ORPHA:231237Classification level: Disorder
- Synonym(s): -
- Prevalence: Unknown
- Inheritance: Autosomal recessive
- Age of onset: Infancy, Neonatal
- ICD-10: D56.2
- OMIM: 141749
- UMLS: C0271985
- MeSH: -
- GARD: -
- MedDRA: 10012236
Prevalence of this form is not known. The condition is found in many ethnic groups but is most common in Greece and Italy.
The heterozygous form of the condition is clinically asymptomatic with mild microcytosis and no elevation of HbA2 whereas the few homozygous patients have a mild clinical presentation. When inherited with heterozygous classical beta-thalassemia, patients usually have the thalassemia intermedia phenotype, but the thalassemia major phenotype has been described in some cases.
Delta-beta-thalassemia is commonly caused by deletions of the entire delta and beta gene sequences with production of only gamma-globin and formation of HbF. Rarely, non-deletional forms have been reported.

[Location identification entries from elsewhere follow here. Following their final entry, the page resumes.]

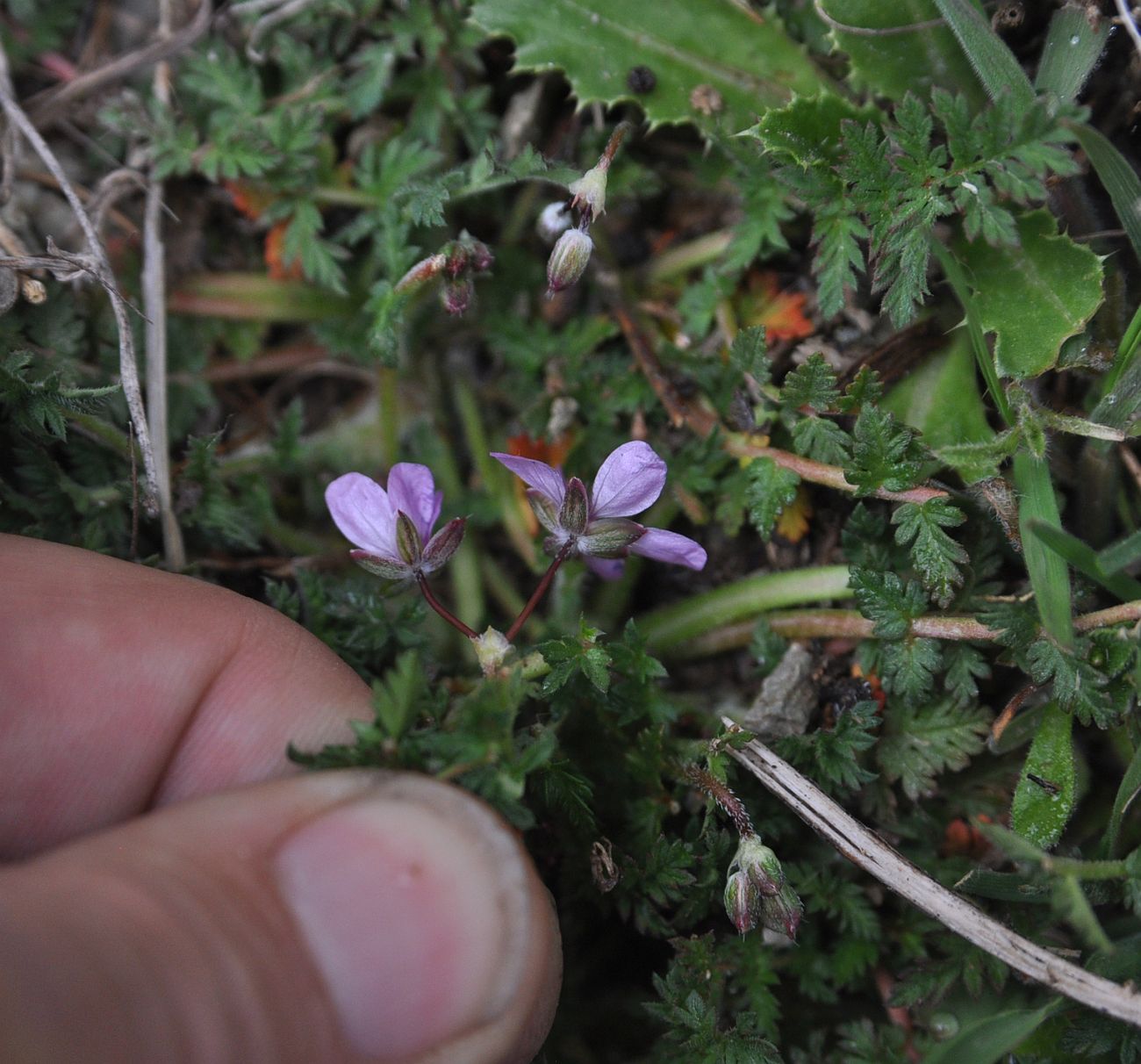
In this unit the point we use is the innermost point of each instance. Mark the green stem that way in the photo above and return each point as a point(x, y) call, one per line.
point(1084, 869)
point(748, 599)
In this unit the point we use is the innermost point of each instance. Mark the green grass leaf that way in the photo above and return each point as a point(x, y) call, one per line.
point(1033, 296)
point(908, 61)
point(1044, 797)
point(995, 64)
point(750, 61)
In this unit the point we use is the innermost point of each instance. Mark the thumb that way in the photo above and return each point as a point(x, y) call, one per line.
point(338, 917)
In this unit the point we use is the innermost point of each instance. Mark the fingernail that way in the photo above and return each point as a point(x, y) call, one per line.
point(413, 902)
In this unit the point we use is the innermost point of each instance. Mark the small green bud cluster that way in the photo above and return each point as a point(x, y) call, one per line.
point(456, 262)
point(757, 892)
point(573, 244)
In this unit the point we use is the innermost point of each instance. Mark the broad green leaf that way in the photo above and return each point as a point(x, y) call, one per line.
point(940, 398)
point(1044, 796)
point(901, 60)
point(995, 64)
point(1085, 559)
point(1073, 48)
point(748, 61)
point(1033, 296)
point(989, 1039)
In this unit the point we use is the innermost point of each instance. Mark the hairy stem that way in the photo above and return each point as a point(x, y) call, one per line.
point(443, 611)
point(539, 593)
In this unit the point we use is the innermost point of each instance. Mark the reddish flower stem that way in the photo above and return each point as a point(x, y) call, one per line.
point(539, 593)
point(443, 611)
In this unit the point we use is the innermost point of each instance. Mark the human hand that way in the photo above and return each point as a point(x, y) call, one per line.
point(176, 892)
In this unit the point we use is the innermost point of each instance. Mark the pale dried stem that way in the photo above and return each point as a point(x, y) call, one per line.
point(101, 267)
point(45, 107)
point(871, 854)
point(154, 307)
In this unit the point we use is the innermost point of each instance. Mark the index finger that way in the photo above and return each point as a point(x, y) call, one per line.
point(124, 687)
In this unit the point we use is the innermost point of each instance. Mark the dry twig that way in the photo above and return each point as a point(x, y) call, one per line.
point(866, 851)
point(97, 264)
point(154, 305)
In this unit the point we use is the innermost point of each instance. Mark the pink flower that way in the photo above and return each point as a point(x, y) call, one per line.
point(598, 527)
point(391, 528)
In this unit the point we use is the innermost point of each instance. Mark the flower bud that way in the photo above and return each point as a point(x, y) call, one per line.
point(742, 902)
point(609, 538)
point(456, 295)
point(443, 544)
point(575, 508)
point(421, 273)
point(783, 911)
point(760, 865)
point(589, 191)
point(491, 651)
point(387, 569)
point(554, 221)
point(482, 257)
point(544, 509)
point(569, 261)
point(407, 540)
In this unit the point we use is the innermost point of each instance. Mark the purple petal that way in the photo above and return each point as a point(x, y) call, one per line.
point(364, 514)
point(608, 569)
point(664, 546)
point(630, 479)
point(535, 474)
point(411, 489)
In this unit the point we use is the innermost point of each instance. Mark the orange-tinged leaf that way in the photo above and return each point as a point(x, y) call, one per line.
point(275, 241)
point(793, 521)
point(251, 200)
point(780, 313)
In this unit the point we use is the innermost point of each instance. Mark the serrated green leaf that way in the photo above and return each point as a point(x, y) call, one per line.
point(1044, 797)
point(921, 741)
point(909, 61)
point(771, 489)
point(885, 599)
point(936, 555)
point(811, 384)
point(749, 61)
point(885, 453)
point(748, 354)
point(808, 130)
point(1033, 296)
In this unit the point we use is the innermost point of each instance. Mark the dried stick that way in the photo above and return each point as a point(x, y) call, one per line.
point(154, 308)
point(866, 851)
point(45, 107)
point(101, 267)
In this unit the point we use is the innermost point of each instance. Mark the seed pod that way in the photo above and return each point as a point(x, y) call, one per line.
point(554, 221)
point(569, 261)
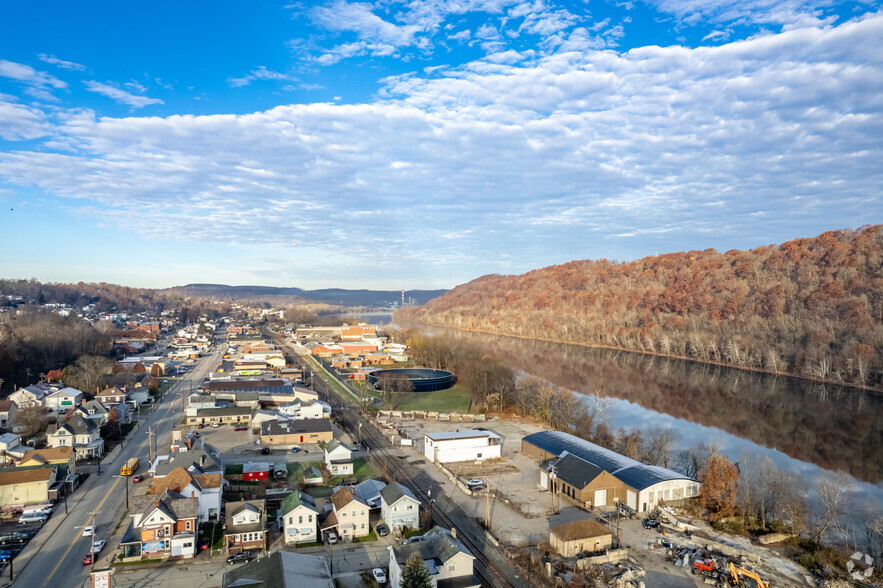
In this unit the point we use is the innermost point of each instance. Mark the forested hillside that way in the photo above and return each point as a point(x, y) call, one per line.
point(812, 307)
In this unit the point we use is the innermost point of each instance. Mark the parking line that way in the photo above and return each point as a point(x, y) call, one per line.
point(63, 557)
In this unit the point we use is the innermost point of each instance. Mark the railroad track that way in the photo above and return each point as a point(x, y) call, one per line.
point(488, 572)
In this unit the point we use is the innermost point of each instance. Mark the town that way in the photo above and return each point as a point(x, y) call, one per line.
point(268, 450)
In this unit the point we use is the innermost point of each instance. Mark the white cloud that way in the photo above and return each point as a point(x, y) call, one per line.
point(39, 84)
point(120, 96)
point(68, 65)
point(539, 158)
point(261, 73)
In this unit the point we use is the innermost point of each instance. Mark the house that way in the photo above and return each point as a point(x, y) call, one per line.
point(447, 559)
point(112, 396)
point(295, 432)
point(206, 488)
point(223, 416)
point(26, 486)
point(313, 477)
point(11, 447)
point(399, 507)
point(469, 445)
point(246, 526)
point(338, 458)
point(585, 483)
point(573, 538)
point(163, 526)
point(299, 518)
point(256, 471)
point(645, 485)
point(281, 569)
point(79, 433)
point(94, 410)
point(351, 515)
point(63, 458)
point(200, 458)
point(30, 395)
point(8, 410)
point(63, 400)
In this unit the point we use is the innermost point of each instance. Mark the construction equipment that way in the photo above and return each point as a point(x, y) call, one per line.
point(737, 576)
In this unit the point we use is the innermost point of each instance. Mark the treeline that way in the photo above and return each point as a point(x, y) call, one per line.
point(33, 342)
point(812, 307)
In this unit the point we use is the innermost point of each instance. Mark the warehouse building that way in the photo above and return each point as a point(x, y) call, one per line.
point(642, 486)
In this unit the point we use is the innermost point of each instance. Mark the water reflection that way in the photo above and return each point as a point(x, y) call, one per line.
point(834, 427)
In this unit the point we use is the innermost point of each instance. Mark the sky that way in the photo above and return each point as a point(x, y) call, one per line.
point(423, 144)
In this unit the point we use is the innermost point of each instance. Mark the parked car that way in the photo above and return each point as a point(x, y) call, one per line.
point(242, 556)
point(475, 484)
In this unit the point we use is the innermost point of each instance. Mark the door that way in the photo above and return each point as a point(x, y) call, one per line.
point(600, 498)
point(631, 499)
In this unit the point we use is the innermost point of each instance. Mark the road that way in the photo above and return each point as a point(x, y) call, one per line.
point(55, 556)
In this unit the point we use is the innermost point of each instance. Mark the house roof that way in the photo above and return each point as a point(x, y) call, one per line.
point(26, 476)
point(296, 499)
point(234, 508)
point(344, 497)
point(632, 473)
point(394, 492)
point(584, 529)
point(468, 434)
point(48, 455)
point(575, 471)
point(281, 569)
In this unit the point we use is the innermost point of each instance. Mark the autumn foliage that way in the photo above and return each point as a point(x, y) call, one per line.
point(812, 307)
point(720, 485)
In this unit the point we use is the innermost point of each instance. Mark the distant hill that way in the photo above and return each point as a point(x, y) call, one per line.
point(812, 307)
point(333, 296)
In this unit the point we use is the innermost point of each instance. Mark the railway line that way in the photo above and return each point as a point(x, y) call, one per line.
point(488, 571)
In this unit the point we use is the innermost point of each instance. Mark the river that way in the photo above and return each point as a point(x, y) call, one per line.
point(805, 427)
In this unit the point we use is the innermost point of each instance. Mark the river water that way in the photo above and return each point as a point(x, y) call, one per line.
point(805, 427)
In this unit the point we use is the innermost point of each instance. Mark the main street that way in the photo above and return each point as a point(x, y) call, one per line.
point(55, 556)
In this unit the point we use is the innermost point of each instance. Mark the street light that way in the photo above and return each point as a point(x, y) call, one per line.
point(126, 482)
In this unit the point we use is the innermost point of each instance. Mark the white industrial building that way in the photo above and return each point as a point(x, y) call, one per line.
point(471, 445)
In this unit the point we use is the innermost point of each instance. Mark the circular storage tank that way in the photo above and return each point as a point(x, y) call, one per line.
point(421, 379)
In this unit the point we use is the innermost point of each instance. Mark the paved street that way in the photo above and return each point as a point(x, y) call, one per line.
point(55, 556)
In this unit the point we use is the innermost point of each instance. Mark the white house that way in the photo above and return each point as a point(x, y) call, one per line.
point(399, 507)
point(63, 400)
point(469, 445)
point(299, 518)
point(446, 558)
point(338, 458)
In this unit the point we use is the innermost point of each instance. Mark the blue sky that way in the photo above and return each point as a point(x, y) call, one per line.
point(424, 144)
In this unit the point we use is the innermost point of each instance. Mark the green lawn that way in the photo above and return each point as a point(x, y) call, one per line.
point(456, 399)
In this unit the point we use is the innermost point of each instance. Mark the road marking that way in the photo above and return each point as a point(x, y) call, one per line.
point(63, 557)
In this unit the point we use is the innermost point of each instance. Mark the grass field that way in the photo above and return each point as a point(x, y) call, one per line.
point(456, 399)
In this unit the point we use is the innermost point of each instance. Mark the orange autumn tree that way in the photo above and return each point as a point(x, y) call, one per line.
point(720, 483)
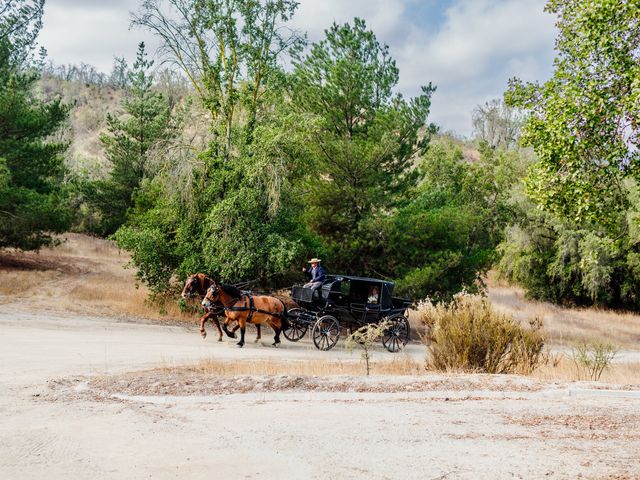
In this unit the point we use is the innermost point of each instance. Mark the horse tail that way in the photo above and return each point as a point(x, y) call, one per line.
point(284, 322)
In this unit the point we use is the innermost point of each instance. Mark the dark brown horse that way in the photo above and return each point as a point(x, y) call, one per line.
point(198, 284)
point(244, 307)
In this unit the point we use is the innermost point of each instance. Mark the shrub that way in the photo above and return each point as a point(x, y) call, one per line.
point(365, 337)
point(469, 335)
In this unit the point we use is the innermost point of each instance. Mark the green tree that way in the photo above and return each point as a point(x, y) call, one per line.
point(33, 200)
point(131, 145)
point(232, 214)
point(444, 238)
point(584, 122)
point(576, 239)
point(364, 140)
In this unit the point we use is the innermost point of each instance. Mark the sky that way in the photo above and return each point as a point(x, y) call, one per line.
point(467, 48)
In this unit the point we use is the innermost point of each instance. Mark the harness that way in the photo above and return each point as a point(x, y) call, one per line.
point(251, 308)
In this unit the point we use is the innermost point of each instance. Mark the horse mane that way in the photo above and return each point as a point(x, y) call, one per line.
point(235, 292)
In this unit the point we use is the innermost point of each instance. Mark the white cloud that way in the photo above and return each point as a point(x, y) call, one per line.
point(92, 33)
point(469, 53)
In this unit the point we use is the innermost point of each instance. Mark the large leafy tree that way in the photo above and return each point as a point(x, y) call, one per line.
point(576, 240)
point(233, 214)
point(584, 122)
point(32, 195)
point(364, 140)
point(132, 145)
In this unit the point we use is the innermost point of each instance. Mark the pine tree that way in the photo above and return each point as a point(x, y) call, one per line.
point(131, 145)
point(32, 193)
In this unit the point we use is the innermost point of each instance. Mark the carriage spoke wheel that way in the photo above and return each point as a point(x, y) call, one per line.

Diagnosis is based on hypochromic microcytic red cell indices with significant elevation of HbF, ranging from 5-15% in heterozygotes. HbF is heterogeneously distributed among the erythrocytes. The alpha/beta-globin synthesis ratio is >1.
Hereditary persistence of fetal Hb and beta-thalassemia (see this term) is the main differential diagnosis. The distinction between these two conditions cannot always be made from routine hematologic analyses and alpha-beta-globin chain synthesis ratio and DNA analysis may be necessary.
Transmission is autosomal recessive.